Lorsque, cette nuit de tempête inaugurant le récit, une avalanche emporte le pont qui constituait le dernier lien avec la civilisation, l’enfermement le plus total referme ses mâchoires sur le village, y bloquant malgré eux deux gendarmes dans leur tournée et un voyageur itinérant n’ayant pour tout bagage que son chien et son teint basané. Alors que sévit la tourmente, le garde-champêtre découvre dans la neige le corps sans vie, porteur de marques de strangulation, de la jeune fille du maire. Aveuglé par la douleur et la fureur, ce dernier n’en a plus aussitôt qu’après l’étranger de passage.
Face à cet homme sanguin à l’autorité d’autant plus incontestée qu’avec son usine d’embouteillage d’eau de source il est le principal employeur au village et qu’il a fait des hommes de la société de chasse qu’il préside une milice à sa solde, les gendarmes et l’homme que tous entendent lyncher n’ont d’autre choix que de se retrancher pour soutenir le siège d’habitants aussi obtus que déchaînés.
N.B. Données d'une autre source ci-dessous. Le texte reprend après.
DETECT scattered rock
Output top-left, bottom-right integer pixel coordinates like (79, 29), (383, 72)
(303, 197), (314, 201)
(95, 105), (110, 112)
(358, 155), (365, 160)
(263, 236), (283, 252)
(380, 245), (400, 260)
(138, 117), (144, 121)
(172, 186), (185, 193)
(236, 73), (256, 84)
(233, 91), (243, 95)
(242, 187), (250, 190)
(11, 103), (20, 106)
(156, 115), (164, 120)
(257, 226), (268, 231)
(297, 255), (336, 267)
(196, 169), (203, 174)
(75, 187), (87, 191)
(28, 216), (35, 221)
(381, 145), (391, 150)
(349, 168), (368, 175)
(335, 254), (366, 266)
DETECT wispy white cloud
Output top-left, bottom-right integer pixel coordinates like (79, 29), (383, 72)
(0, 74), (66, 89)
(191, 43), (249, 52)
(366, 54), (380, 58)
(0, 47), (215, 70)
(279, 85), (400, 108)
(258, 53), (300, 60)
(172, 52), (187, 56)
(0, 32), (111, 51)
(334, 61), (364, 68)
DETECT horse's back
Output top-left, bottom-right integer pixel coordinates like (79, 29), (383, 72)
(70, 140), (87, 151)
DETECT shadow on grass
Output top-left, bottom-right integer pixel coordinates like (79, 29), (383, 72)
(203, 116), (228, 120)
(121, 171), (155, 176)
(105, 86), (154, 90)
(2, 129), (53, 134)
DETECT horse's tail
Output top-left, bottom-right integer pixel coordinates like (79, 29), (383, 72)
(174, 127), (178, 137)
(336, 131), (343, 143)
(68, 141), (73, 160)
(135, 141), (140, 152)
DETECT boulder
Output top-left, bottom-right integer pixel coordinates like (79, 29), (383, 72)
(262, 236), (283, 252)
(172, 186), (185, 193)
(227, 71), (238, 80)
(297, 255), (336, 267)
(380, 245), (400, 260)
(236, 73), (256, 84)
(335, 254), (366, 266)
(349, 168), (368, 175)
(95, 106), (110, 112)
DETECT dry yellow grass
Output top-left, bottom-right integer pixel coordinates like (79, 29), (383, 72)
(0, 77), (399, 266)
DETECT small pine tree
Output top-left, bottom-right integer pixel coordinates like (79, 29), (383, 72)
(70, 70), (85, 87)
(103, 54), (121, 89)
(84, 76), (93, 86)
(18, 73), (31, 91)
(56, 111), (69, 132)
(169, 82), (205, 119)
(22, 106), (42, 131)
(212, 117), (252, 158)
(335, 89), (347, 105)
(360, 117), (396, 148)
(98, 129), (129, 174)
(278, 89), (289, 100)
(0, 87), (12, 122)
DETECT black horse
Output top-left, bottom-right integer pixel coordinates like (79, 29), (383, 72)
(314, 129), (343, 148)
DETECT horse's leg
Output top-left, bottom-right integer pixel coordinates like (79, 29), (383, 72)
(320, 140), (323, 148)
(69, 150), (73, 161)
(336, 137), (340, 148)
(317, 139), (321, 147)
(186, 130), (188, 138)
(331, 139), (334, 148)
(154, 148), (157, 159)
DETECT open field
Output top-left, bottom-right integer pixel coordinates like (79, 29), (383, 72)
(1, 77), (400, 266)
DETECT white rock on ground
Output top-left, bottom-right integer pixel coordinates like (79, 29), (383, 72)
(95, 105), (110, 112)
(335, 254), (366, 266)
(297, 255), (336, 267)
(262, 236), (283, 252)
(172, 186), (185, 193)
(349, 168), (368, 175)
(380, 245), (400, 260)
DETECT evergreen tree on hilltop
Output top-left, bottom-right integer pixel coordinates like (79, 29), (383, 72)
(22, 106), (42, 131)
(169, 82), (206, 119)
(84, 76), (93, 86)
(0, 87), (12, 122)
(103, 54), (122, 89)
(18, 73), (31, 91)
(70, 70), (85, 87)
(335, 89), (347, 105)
Au chaos de la tempête s’ajoute celui des hommes, dans un affrontement entre les représentants des règles de droit et les partisans d’une justice privée arbitraire et inepte rappelant les pires moments de l’histoire du Sud américain : une résurgence de violence tout à fait symbolique dans le contexte politique général actuel.
Si l’on pourra trouver le trait un peu forcé et les villageois un rien caricaturaux, c’est que, peu en chaut le réalisme du récit, ce qui compte ici est l’atmosphère d’épouvante et de chaos, le déchaînement des éléments ne soulignant que mieux la férocité démente des hommes quand l’emballement collectif face à la peur les mène aux pires comportements. Mais, tout n’est pas noir et blanc dans cette histoire qui sait trouver aussi quelques pépites d’humanité et de bon sens chez certains personnages, histoire de ne pas plomber totalement la vision de notre futur. (3,5/5)
Citations :
À Tordinona, on vit entre soi depuis toujours, Internet et la modernité n’ont rien changé à ça. Les mêmes familles depuis le milieu du dix-neuvième siècle, les mêmes lignées ayant engendré les mêmes faces bourrues, les mêmes yeux suspicieux et fureteurs, les mêmes barbes fournies sous des fronts larges et épais, boucliers pour des caboches plus dures que le roc. Ça c’est pour les hommes. À leurs côtés, on a des épouses et des mères dévouées. Pour les femmes libérées, il faudra attendre encore un peu. Ici, on n’aime pas le changement, donc on n’aime pas les étrangers, même les touristes, qu’ils aillent se faire escroquer ailleurs. Ici, on vivote entre têtes connues, on se parle avec des mots familiers, et les allures et les profils, les traits de caractère, sont plus fiables que les cartes de visite et les réputations. Le village se meurt, mais au moins les Tordinonais meurent entre eux.
Pour le reste, on n'a pas de gros besoins, et dans ce monde, si tu veux être libre, le nerf de la guerre, c'est ton train de vie. Moins tu as de besoins, moins tu as besoin d'argent, et donc plus tu as de temps pour vivre vraiment.